I was teased pretty badly in elementary school starting around 2nd grade.  This led to being quiet and withdrawn since I never fit in.  Had plenty of girls as friends until I started getting made fun of for it, at which point I learned to suppress my real personality and adopted a very boring shell personality.  Until college I was severely withdrawn and channeled all of my energy into academic pursuits and reading fictional novels.  For a long time I tried to tell myself the other kids were just jealous because I was so much smarter than them and that's why I rarely got along with anyone.  I ended up representing my elementary school at the county level in 3 spelling bees and my middle and high schools in several math and science competitions.  I think I placed 23rd in the state of Florida in one of them.  Such a spectacular egghead  :-\

In middle school, the teasing was pretty merciless.  I got jeers and insults in gym class in 7-8th grade.  Usually it was someone insinuating that I was a girl or a wimp.  I still cried a lot at that age, which probably added to it.
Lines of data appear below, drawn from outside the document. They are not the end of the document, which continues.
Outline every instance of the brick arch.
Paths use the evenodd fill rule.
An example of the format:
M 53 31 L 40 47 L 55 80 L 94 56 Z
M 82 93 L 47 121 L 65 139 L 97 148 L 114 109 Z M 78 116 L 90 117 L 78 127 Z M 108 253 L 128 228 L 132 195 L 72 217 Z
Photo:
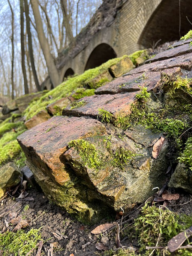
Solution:
M 180 39 L 179 2 L 179 0 L 161 1 L 141 31 L 138 41 L 139 44 L 149 48 L 160 39 L 161 44 Z M 187 16 L 192 21 L 191 0 L 180 0 L 180 16 L 182 36 L 191 29 L 191 25 L 186 18 Z
M 108 58 L 103 61 L 104 63 L 110 58 L 120 57 L 122 56 L 121 52 L 122 44 L 123 39 L 118 30 L 112 27 L 105 28 L 99 31 L 92 39 L 89 45 L 84 49 L 84 54 L 86 59 L 84 63 L 84 67 L 82 72 L 86 69 L 86 65 L 89 59 L 94 50 L 97 48 L 99 49 L 100 46 L 107 45 L 109 48 L 112 49 L 111 52 L 114 54 L 111 54 L 112 58 Z M 110 51 L 109 50 L 109 51 Z M 101 64 L 102 64 L 101 63 Z
M 64 75 L 64 78 L 67 78 L 69 76 L 72 76 L 74 74 L 75 72 L 73 69 L 71 68 L 69 68 L 65 72 L 65 74 Z
M 87 61 L 84 71 L 100 66 L 117 55 L 113 48 L 109 44 L 102 43 L 93 49 Z

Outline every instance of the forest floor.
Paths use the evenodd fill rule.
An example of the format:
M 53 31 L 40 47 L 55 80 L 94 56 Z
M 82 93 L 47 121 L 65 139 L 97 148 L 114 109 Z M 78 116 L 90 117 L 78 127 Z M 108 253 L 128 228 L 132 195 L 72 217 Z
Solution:
M 9 194 L 1 200 L 0 232 L 12 230 L 14 226 L 13 224 L 10 224 L 10 221 L 12 218 L 18 216 L 21 217 L 22 220 L 27 222 L 28 226 L 26 228 L 26 230 L 29 230 L 32 228 L 40 228 L 39 232 L 43 240 L 41 254 L 39 254 L 39 252 L 38 254 L 37 249 L 36 248 L 32 250 L 30 254 L 27 255 L 37 256 L 102 255 L 104 250 L 98 250 L 96 247 L 96 246 L 99 245 L 98 242 L 101 243 L 102 246 L 104 246 L 104 249 L 112 249 L 115 251 L 117 250 L 115 228 L 111 228 L 109 231 L 100 234 L 91 233 L 98 225 L 109 223 L 108 220 L 103 220 L 100 223 L 92 226 L 83 225 L 64 210 L 49 202 L 42 192 L 31 188 L 27 189 L 26 191 L 28 194 L 26 194 L 25 191 L 24 198 L 16 199 L 11 197 Z M 18 193 L 19 194 L 19 192 Z M 169 206 L 169 209 L 179 214 L 191 214 L 191 196 L 182 192 L 180 193 L 180 199 L 173 201 L 172 204 Z M 14 196 L 17 196 L 15 195 Z M 186 203 L 186 202 L 189 202 Z M 120 230 L 123 228 L 126 223 L 131 225 L 134 219 L 138 216 L 142 206 L 137 206 L 131 212 L 123 216 L 122 220 L 120 217 L 117 220 L 114 216 L 114 219 L 112 220 L 110 223 L 113 221 L 118 222 Z M 122 222 L 121 226 L 121 222 Z M 138 248 L 136 239 L 130 240 L 126 236 L 122 237 L 120 232 L 120 242 L 123 248 L 126 249 L 131 247 L 136 251 Z M 1 254 L 0 250 L 0 255 L 2 255 L 4 254 Z M 6 255 L 10 256 L 9 254 Z

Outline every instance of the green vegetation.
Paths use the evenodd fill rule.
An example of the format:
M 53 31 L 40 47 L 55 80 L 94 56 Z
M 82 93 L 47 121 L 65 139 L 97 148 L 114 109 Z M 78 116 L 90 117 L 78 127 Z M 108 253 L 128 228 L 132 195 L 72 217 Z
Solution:
M 19 164 L 20 167 L 24 165 L 26 158 L 16 138 L 25 130 L 25 126 L 20 124 L 17 132 L 8 132 L 0 138 L 0 166 L 11 159 L 15 160 L 16 164 Z
M 27 232 L 20 230 L 16 232 L 0 234 L 0 250 L 2 256 L 25 256 L 41 239 L 40 229 L 32 228 Z
M 120 148 L 115 153 L 113 163 L 115 167 L 122 169 L 136 156 L 131 151 Z
M 145 60 L 149 58 L 149 56 L 147 54 L 147 50 L 142 50 L 137 51 L 129 56 L 134 65 L 136 66 L 138 64 L 137 59 L 138 58 L 141 57 Z
M 186 146 L 181 156 L 178 158 L 181 163 L 184 163 L 192 171 L 192 137 L 188 138 Z
M 132 227 L 134 236 L 138 238 L 139 250 L 142 255 L 149 255 L 152 250 L 146 250 L 146 246 L 157 246 L 158 241 L 158 246 L 166 247 L 171 238 L 192 225 L 192 217 L 179 215 L 161 206 L 158 208 L 147 206 L 143 207 L 141 215 L 136 220 Z M 126 233 L 125 230 L 124 232 Z M 155 255 L 163 255 L 164 250 L 164 255 L 171 255 L 166 249 L 156 250 Z M 174 255 L 188 256 L 191 253 L 187 250 L 181 249 L 179 249 L 178 252 L 178 254 Z
M 114 117 L 112 114 L 104 108 L 99 108 L 98 118 L 101 118 L 101 122 L 103 122 L 110 123 L 114 120 Z
M 135 97 L 140 102 L 142 102 L 142 103 L 144 103 L 146 102 L 147 99 L 150 97 L 151 94 L 147 92 L 147 87 L 144 86 L 141 87 L 139 85 L 138 85 L 138 86 L 141 89 L 141 90 L 139 92 L 137 93 Z
M 111 66 L 116 64 L 126 57 L 127 56 L 125 56 L 110 60 L 99 67 L 86 70 L 81 75 L 69 78 L 58 86 L 46 93 L 40 99 L 35 101 L 33 101 L 24 112 L 24 115 L 26 116 L 27 120 L 29 119 L 40 110 L 45 109 L 48 104 L 62 98 L 72 95 L 73 92 L 78 88 L 86 88 L 89 81 L 102 74 Z M 101 82 L 100 85 L 102 84 Z M 92 91 L 91 92 L 92 93 Z M 51 99 L 49 97 L 50 96 L 52 96 Z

Somehow, being smart eventually earned me respect and I wasn't teased at all in high school.  I usually just got nods and stuff because people saw my name everywhere.  I got in with the arrogant honors clique (male and female) around 10th grade and mostly hung out with them until graduation.

Overall, I always found it hard to relate with guys on anything more than a superficial level.  I still have that trouble.  I can actually talk to girls though, and most of my lasting friendships are with women.